Maruf, Türkçeye örf olarak geçen (arf) kökünden türemiş, tanınan, kamu vicdanının onayladığı, uygun bulduğu, yadırgamadığı her türlü bilgi, algı, eylem, ilke demektir. (Uygun işler)
Münker ise tam tersine, inkar edilen, onanmayan, tanınmayan, uygun bulunmayan, yadırganan eylem, ilke, bilgi vs. dir. (Uygunsuz işler)

Toplumumuzda yanlış bir şey yapan insana sitem babından kullanılan, ‘yakışmadı/ yakışmıyor, senden beklemezdim, uymadı’ gibi sözler vardır. İnsana yakışmayan, insan fıtratının onaylamadığı, vicdana sığmayan, birey ya da kamu vicdanının yadırgadığı şey münker, tam tersi olan şey de maruftur.
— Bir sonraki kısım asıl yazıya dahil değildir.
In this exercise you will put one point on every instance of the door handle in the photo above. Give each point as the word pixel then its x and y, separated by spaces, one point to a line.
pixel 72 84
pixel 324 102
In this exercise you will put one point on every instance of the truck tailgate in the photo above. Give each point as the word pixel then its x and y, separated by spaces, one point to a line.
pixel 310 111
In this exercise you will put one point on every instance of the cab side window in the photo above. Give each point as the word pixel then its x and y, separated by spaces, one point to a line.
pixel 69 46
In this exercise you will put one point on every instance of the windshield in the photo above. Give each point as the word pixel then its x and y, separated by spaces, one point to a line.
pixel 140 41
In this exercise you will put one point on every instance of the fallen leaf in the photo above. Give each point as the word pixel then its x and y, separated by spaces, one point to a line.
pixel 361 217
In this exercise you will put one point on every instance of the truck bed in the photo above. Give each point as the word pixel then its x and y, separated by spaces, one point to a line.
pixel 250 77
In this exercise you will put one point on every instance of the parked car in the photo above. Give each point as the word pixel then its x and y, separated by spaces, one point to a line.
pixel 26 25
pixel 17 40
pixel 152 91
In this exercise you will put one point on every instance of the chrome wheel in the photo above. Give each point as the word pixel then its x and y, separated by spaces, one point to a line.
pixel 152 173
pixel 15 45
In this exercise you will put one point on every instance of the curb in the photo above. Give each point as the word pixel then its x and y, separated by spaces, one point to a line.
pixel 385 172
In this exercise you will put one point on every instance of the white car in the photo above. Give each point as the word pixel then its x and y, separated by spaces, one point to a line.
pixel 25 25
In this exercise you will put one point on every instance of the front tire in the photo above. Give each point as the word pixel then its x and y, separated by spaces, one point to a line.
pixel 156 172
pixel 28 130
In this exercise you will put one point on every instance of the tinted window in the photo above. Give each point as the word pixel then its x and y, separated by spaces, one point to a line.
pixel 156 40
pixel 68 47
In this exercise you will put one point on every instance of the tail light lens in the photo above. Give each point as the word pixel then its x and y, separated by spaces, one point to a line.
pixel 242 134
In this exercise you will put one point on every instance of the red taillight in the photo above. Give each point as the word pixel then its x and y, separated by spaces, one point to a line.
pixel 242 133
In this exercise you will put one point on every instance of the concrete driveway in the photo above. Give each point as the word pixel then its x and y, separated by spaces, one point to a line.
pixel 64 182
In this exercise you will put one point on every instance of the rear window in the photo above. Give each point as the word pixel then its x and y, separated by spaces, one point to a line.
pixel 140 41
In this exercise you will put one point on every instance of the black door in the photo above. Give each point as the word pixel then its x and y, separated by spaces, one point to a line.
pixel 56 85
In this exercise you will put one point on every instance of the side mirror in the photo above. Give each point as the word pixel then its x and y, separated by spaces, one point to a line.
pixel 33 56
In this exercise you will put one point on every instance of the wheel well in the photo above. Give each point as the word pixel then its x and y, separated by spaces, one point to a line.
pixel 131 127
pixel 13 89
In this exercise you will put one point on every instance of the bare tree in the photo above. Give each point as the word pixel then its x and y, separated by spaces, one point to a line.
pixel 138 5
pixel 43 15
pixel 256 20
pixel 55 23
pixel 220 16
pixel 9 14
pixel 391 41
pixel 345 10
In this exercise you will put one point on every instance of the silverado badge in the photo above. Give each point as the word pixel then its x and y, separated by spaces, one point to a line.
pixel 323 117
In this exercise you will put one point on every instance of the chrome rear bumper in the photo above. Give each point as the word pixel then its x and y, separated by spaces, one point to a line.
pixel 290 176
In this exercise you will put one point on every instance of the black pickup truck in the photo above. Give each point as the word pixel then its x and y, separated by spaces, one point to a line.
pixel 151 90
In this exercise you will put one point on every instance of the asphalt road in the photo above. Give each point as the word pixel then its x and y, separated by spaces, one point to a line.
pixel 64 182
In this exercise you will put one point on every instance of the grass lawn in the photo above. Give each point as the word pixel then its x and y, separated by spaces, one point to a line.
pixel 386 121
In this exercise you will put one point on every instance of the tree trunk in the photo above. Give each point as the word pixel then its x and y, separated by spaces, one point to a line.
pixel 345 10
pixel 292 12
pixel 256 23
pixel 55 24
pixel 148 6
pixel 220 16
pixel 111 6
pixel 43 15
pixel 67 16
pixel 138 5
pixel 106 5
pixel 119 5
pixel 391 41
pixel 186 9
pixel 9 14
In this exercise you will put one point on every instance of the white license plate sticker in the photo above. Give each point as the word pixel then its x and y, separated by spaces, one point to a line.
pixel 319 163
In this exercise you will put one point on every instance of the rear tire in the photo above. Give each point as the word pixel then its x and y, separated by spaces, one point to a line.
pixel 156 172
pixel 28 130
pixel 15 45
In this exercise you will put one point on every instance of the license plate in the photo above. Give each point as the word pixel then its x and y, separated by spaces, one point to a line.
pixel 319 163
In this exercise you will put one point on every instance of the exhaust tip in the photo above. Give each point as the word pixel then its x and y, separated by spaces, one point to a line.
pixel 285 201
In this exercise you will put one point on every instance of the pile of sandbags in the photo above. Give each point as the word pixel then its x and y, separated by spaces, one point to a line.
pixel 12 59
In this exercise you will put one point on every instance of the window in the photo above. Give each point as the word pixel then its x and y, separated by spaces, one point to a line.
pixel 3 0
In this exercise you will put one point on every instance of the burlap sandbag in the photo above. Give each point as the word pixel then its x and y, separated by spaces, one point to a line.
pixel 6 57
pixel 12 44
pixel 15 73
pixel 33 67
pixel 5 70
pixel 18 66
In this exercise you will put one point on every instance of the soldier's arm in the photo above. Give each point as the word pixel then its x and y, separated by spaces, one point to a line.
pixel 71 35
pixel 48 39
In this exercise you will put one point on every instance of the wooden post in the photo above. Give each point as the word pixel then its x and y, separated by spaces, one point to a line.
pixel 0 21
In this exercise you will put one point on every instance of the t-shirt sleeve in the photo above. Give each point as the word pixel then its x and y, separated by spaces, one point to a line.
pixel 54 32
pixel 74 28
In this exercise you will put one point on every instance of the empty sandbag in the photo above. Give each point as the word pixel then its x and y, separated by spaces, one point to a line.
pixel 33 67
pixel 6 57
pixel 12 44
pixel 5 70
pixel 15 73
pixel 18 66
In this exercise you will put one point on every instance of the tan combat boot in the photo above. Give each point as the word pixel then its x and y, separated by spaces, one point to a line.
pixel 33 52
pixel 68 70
Batıda kullanılan ‘etik’ (ahlaki) ‘etik olmayan’ (gayri ahlaki) terimlerine karşılık gelen kelimeler maruf ve münker olabilir. Uygun ve uygunsuz…

 

Hz. Peygamberin (SAV) Vabisa (RA)’nın iyilik ve kötülükle ilgili sorusuna verdiği: “Nefsine sor/ Kalbine sor. İyilik kalbinin mutmain şeydir. Kötülük, İnsanlar sana fetva verseler de kalbinin tereddüt ettiği şeydir” (Ahmed Bin Hanbel:18011, Darimi: 2533) hadisi de insan vicdanı ve fıtratının uygun bulduğu şeyin Maruf, uygunsuz bulduğu şeyin de Münker olduğunu gösterir.
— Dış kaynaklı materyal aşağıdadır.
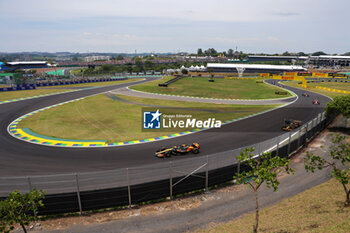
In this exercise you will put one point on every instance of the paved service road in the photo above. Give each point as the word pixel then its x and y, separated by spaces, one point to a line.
pixel 18 158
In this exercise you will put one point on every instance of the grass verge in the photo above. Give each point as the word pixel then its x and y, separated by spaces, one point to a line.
pixel 9 95
pixel 102 118
pixel 312 87
pixel 97 84
pixel 221 88
pixel 319 209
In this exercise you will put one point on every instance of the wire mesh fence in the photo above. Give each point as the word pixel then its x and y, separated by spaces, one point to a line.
pixel 85 191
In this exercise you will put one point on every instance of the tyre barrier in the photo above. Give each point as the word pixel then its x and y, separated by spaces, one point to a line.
pixel 135 187
pixel 170 81
pixel 77 82
pixel 19 87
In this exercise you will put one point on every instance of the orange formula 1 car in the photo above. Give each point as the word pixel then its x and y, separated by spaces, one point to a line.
pixel 291 125
pixel 178 150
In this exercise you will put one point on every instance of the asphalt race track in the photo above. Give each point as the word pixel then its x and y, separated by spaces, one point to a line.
pixel 19 158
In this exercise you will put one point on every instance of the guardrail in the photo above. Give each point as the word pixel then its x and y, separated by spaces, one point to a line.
pixel 94 190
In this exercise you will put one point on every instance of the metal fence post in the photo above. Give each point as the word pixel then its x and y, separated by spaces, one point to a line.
pixel 314 123
pixel 171 179
pixel 289 140
pixel 278 145
pixel 207 174
pixel 129 191
pixel 29 184
pixel 299 136
pixel 319 122
pixel 78 194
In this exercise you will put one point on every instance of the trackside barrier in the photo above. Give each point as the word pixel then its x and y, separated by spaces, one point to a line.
pixel 125 187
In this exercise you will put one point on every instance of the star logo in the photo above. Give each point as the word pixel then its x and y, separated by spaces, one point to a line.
pixel 156 115
pixel 151 120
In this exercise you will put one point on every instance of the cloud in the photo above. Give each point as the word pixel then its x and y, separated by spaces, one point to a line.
pixel 286 14
pixel 164 25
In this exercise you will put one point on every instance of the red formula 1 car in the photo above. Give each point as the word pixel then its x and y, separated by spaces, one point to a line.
pixel 291 124
pixel 178 150
pixel 316 102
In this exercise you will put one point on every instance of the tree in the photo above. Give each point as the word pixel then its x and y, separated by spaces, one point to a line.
pixel 263 169
pixel 339 161
pixel 230 53
pixel 339 105
pixel 20 209
pixel 107 67
pixel 184 71
pixel 319 53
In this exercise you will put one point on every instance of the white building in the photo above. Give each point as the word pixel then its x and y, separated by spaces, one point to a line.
pixel 97 58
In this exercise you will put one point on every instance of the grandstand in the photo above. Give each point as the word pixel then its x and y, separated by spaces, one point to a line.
pixel 325 60
pixel 275 58
pixel 24 65
pixel 252 68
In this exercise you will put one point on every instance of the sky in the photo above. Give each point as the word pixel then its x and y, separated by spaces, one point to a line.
pixel 253 26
İslam Peygamberinin ‘hatırlattığı’ ve ‘tamamlamayı murad ettiği’ evrensel ahlak yasası, insan fıtratı ile uyumlu (maruf), ilahi sistemin (Sünnetullah) tüm unsurları ile barışık (Salih) ve tüm insanların özlerine ilahi ruhtan üflenmekle ilham edilen içsel sakındırıcı (takva) ya dayanır.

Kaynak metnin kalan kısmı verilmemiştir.